Gut neun Monate nach einem Dreifachmord im baden-württembergischen Villingendorf hat die Staatsanwaltschaft für den mutmaßlichen Täter die Höchststrafe gefordert. Der 41-jährige Kroate Drazen D. müsse lebenslang ins Gefängnis und dürfe auch nicht nach 15 Jahren wieder auf freien Fuß kommen, beantragte der Leitende Oberstaatsanwalt Joachim Dittrich in seinem Plädoyer am Landgericht Rottweil.

Aus Rache an seiner Ex-Partnerin, mit heimtückischer, sorgfältiger Planung, habe der Angeklagte im September 2017 den gemeinsamen Sohn und zwei weitere Menschen erschossen - am Tag der Einschulung des sechs Jahre alten Jungen. Bei den beiden anderen Opfern handelt es sich um den neuen Freund seiner Ex-Partnerin und dessen 29-jähriger Cousine. Die Mutter des Kindes habe er bewusst laufen lassen - "weil sie ein Leben lang leiden sollte", sagte Dittricht.
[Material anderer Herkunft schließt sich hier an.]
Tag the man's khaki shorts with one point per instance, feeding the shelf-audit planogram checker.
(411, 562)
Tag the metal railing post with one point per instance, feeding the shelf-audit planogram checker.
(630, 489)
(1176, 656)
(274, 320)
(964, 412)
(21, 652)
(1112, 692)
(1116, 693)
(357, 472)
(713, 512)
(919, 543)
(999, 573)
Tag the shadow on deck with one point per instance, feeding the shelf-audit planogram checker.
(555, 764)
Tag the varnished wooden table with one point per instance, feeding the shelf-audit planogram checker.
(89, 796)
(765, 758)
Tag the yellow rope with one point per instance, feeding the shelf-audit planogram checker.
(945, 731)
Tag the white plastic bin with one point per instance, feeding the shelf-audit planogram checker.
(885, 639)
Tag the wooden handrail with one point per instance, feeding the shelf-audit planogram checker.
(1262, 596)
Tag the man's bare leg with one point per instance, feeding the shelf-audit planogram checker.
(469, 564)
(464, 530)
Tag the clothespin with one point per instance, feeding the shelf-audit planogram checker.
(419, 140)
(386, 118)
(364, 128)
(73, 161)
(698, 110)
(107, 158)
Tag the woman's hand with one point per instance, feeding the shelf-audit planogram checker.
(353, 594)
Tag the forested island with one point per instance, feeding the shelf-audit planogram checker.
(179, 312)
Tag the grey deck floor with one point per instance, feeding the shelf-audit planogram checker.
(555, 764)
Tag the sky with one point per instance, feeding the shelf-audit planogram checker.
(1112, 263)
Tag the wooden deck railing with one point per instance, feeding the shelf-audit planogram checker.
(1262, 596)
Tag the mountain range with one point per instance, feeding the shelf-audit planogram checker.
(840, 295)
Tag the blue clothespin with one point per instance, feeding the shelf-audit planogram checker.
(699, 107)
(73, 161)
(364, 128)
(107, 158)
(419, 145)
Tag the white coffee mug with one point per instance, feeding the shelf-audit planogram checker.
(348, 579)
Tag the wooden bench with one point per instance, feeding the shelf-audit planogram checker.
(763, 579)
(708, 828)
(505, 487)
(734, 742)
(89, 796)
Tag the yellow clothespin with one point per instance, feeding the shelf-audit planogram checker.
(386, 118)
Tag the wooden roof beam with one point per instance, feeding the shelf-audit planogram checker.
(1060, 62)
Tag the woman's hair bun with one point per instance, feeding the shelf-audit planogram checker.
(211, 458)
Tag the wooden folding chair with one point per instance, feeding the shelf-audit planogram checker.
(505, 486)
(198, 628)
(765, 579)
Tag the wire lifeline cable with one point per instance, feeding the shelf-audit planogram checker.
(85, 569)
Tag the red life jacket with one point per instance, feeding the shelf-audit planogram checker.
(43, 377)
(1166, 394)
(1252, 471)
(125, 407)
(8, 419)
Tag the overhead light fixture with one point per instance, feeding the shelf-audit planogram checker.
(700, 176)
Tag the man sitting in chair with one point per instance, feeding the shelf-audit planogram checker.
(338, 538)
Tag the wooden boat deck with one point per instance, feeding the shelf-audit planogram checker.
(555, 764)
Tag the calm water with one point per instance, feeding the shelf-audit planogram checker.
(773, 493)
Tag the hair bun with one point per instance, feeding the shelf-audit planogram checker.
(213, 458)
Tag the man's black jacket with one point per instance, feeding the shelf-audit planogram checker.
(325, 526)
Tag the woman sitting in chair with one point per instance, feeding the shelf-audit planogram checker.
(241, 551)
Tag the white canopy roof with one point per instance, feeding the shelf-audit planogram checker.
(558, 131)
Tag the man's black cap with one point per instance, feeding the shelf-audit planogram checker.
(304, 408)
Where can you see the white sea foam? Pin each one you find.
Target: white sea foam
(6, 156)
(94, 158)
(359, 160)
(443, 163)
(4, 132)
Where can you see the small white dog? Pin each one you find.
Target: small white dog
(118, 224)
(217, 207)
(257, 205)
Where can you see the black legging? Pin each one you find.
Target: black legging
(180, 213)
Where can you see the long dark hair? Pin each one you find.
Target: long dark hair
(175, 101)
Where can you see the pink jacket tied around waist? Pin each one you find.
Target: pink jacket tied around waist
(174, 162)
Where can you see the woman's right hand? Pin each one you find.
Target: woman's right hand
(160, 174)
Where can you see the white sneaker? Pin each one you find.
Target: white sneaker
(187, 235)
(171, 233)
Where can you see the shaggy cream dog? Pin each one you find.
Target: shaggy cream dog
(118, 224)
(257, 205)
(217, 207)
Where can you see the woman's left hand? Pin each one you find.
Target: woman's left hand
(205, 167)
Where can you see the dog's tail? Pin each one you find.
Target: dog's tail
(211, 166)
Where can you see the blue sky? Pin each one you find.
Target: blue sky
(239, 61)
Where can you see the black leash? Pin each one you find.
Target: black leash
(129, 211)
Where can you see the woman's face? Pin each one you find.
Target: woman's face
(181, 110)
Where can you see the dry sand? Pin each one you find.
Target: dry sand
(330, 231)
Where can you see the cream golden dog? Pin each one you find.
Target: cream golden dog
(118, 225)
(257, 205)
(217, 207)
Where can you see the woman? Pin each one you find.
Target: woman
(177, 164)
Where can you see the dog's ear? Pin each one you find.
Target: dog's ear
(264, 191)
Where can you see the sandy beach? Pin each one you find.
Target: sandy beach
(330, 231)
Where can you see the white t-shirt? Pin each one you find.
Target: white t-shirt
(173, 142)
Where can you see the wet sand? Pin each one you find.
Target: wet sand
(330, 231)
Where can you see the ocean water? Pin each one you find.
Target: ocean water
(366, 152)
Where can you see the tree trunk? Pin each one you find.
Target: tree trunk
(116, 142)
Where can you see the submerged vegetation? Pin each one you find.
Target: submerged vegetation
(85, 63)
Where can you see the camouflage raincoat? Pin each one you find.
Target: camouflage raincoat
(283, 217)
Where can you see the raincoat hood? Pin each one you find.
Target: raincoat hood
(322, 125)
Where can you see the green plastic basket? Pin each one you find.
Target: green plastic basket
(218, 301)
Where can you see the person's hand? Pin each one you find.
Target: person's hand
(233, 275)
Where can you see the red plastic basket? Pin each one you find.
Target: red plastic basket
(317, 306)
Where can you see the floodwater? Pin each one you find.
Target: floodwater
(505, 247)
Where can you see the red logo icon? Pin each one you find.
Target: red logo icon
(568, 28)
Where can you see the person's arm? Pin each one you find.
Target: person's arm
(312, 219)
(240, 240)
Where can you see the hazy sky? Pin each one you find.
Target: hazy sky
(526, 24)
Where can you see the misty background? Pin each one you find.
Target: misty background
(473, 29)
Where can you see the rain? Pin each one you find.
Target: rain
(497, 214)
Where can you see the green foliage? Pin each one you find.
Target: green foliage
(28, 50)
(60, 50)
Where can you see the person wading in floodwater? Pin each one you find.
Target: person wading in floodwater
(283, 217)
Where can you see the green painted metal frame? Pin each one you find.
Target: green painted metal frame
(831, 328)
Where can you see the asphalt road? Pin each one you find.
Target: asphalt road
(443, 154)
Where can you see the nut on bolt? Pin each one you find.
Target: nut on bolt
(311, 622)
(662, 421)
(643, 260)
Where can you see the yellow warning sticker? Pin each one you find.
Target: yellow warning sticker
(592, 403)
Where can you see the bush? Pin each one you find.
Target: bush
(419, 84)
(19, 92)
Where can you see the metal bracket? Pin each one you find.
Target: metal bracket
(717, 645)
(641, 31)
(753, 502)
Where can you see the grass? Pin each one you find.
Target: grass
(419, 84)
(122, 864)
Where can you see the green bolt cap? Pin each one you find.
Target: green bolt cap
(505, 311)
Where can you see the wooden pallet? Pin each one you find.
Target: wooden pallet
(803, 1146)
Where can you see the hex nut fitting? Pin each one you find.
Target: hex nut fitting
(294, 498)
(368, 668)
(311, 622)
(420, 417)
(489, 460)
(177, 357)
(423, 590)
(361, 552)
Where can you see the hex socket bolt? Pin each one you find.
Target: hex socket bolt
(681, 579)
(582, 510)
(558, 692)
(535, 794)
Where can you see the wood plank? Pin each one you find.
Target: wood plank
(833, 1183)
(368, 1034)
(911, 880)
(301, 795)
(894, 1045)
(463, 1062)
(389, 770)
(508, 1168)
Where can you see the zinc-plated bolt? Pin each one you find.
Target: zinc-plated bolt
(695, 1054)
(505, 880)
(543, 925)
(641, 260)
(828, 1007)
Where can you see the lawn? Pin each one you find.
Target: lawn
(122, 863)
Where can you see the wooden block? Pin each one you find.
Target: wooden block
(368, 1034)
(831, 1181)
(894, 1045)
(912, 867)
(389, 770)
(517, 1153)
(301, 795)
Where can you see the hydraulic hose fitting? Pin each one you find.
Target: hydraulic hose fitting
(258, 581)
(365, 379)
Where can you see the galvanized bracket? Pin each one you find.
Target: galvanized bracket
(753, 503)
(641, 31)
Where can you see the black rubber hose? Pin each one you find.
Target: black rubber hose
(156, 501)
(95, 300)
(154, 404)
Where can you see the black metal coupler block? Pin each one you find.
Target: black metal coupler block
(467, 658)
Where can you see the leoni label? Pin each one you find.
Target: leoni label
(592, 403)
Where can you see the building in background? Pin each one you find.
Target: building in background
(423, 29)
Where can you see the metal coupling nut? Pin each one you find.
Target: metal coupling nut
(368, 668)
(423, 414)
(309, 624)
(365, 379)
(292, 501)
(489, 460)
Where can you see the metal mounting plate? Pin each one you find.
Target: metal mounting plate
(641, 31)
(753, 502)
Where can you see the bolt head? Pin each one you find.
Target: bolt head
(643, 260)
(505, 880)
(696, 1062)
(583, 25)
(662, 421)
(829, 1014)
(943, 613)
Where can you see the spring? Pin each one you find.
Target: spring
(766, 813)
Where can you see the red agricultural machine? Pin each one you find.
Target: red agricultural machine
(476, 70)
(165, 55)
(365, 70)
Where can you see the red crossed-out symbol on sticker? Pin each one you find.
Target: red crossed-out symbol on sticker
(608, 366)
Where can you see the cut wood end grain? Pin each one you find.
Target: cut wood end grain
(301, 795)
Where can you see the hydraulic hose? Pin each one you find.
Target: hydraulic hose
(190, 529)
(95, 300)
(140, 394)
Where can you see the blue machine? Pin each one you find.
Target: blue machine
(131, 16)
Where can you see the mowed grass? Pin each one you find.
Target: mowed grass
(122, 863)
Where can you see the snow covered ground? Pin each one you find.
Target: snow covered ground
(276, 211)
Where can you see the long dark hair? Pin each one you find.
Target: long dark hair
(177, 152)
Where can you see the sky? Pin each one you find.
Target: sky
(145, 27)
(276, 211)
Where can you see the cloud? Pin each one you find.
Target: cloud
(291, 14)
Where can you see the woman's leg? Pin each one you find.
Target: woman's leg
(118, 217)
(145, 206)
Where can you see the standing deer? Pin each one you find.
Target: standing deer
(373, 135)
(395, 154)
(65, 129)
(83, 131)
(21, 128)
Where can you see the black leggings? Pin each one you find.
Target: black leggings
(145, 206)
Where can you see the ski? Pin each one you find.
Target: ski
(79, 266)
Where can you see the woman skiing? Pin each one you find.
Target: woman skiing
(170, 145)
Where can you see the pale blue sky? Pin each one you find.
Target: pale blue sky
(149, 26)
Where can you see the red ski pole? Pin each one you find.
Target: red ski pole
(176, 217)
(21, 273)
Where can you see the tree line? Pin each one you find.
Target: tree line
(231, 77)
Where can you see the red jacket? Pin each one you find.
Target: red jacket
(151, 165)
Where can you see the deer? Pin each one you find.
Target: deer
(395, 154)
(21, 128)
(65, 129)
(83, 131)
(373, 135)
Der 41-Jährige hatte Ende Mai ein Geständnis abgelegt und gesagt, er sei bei der Tat nicht er selbst gewesen, sondern habe "wie ein Roboter" gehandelt. Am Tag der Tat habe er seine Ex-Partnerin zur Rede stellen wollen. Mit Blick auf die maximal mit sechs Schuss geladene Waffe, die er mit auf die Terrasse in Villingendorf brachte, sei diese Aussage Oberstaatsanwalt Dittrich zufolge nicht sehr glaubwürdig. "Er kam nicht, um zu reden. Er kam, um zu töten."

Das Urteil soll am kommenden Dienstag gesprochen werden.